Ratan Tata was a huge presence in our book, Nanovation. As he prepares to step down from his role as the Chairman at the end of this year, he’s been sharing some thoughts with the press on his legacy.

It’s clear that he doesn’t feel he’s achieved all he hoped. While the TATA Group has grown and prospered during his tenure, he doesn’t think he deserves much credit for that. “We were a traditionally manufacturing company in a sellers market,” he says, meaning that growth would have been hard to mess up. What is revealing is that he believes the company did not succeed in “really embracing the customers’ values.”
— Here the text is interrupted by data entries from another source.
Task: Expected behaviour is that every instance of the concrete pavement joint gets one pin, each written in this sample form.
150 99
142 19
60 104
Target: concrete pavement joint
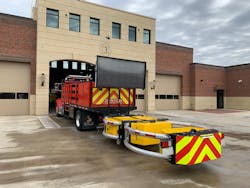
48 123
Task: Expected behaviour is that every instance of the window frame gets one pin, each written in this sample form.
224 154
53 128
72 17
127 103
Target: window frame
74 19
51 14
135 33
116 24
149 36
91 23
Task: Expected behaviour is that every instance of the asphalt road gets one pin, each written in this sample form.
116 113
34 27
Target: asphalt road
34 156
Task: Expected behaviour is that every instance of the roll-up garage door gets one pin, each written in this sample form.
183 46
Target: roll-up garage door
167 92
14 88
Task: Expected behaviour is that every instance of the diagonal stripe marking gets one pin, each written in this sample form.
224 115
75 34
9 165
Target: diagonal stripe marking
186 149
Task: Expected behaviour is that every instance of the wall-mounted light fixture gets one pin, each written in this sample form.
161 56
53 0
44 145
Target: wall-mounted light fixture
42 77
153 84
239 81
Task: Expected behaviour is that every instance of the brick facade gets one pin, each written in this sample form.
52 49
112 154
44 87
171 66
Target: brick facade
18 42
238 81
175 60
207 79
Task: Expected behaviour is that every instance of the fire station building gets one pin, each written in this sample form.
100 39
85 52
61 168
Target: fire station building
65 37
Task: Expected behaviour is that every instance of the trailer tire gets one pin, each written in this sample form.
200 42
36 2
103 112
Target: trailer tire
78 120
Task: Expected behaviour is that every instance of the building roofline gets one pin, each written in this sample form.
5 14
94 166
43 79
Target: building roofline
203 64
16 16
244 64
117 9
219 66
174 45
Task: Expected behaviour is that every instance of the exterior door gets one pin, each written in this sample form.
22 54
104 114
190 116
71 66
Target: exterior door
220 99
14 88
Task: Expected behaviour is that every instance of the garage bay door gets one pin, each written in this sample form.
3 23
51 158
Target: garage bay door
14 88
167 92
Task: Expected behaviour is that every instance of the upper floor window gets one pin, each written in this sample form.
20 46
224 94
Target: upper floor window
132 33
94 26
116 30
146 36
74 22
52 18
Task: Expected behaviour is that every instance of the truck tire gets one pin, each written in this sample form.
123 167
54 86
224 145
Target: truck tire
84 121
78 120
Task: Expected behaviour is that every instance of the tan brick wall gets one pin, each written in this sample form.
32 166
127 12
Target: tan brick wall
18 44
55 44
176 60
240 103
238 81
207 79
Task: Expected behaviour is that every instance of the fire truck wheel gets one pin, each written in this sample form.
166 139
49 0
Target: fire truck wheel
78 120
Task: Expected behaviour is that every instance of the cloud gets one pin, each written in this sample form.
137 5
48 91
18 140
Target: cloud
218 30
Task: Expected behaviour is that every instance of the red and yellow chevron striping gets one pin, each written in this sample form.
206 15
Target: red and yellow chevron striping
112 96
197 149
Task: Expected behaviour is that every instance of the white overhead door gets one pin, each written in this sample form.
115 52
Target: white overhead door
14 88
167 92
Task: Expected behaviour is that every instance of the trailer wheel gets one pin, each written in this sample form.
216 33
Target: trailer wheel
78 120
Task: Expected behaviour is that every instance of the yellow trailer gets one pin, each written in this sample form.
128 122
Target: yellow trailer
178 142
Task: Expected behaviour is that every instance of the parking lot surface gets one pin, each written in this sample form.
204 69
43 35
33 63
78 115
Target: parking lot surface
49 152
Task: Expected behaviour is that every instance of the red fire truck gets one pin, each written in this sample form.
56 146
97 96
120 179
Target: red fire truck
112 95
87 104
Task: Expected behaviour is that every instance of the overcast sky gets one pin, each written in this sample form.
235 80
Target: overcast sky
218 30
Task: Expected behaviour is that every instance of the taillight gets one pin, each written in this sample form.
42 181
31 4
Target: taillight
164 144
100 118
222 136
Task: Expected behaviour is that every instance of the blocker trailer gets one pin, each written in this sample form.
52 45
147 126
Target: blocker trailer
112 95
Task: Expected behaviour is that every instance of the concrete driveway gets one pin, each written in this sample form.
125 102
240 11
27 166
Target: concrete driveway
33 154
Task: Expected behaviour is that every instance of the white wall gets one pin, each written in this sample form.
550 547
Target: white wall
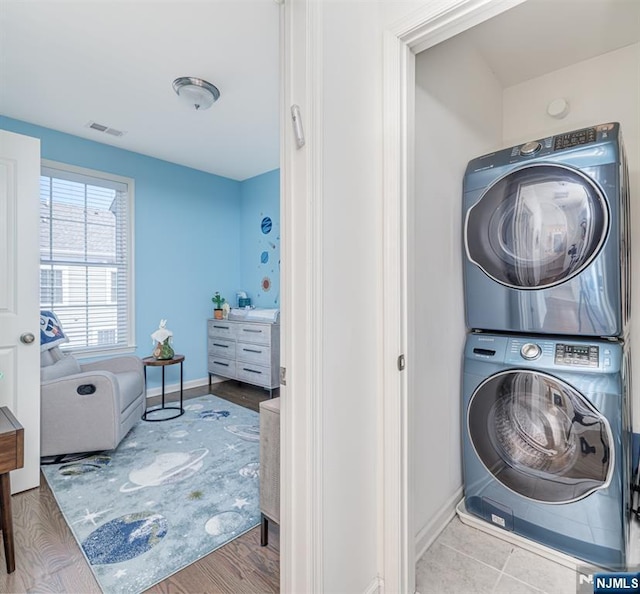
458 117
603 89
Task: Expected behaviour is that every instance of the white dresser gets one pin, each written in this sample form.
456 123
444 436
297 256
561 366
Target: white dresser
244 350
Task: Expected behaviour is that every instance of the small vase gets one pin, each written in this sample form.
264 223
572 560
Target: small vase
163 350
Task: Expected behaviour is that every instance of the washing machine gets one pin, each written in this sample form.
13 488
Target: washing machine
547 441
546 236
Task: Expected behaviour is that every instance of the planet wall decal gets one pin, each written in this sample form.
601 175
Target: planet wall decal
124 538
171 467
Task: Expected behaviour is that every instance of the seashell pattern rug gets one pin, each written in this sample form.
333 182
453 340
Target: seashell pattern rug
171 493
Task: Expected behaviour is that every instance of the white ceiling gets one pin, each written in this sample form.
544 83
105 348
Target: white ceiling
540 36
65 64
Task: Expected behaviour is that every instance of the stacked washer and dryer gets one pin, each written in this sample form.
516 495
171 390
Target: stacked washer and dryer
546 386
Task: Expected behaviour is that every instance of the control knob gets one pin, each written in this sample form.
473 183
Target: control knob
530 351
530 148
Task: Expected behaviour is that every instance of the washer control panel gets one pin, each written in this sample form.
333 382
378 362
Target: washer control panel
530 351
564 141
581 355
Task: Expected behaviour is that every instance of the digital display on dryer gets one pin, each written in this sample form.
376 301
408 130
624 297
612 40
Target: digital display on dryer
563 141
577 354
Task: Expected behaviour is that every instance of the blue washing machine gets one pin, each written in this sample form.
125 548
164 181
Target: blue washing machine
547 441
546 236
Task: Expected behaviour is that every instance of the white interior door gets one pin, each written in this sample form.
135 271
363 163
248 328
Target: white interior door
19 296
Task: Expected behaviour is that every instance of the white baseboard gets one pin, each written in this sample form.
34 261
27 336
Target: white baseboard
375 587
168 388
426 536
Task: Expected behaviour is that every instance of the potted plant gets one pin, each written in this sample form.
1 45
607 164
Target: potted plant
218 300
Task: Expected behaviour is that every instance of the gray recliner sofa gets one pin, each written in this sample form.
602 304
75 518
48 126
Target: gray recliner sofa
88 407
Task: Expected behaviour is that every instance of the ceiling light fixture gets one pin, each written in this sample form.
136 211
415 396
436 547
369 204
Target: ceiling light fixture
198 93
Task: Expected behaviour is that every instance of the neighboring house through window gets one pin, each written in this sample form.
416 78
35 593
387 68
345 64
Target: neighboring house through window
86 267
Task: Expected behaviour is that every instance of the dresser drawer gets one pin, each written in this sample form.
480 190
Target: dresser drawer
256 333
218 347
254 353
254 374
223 367
222 329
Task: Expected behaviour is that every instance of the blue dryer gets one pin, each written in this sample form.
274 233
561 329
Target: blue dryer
546 236
547 441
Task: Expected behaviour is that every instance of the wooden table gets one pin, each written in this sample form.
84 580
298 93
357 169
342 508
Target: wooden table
153 362
11 458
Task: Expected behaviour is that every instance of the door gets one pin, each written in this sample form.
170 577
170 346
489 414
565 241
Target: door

One example he cites is what he sees as a failure to create “a truly open, flat, transparent group.” He also believes that they haven’t been able to serve the poorer levels of society. “Serving the bottom of the pyramid in India with affordable products is a real and ongoing challenge and the Tata group has not succeeded in being innovative enough,’ he said. The Nano, for example, while not a sales failure, never really lived up to the promise he hoped it would reach.

Serving the bottom of the pyramid is difficult, from a commercial point of view, precisely because those at the bottom of the pyramid have so little to spend. The Nano was actually aimed at the bottom third of the Indian middle class because those living below the poverty line have no hope of buying even the world’s least expensive car.

The Nano project was a test case of a truly open and flat culture and, as such, it was a huge success. But expanding that kind of organization throughout the rest of TATA Motors — to say nothing of the rest of the 100 companies in the Group — was not something the Chairman was able to accomplish in his tenure.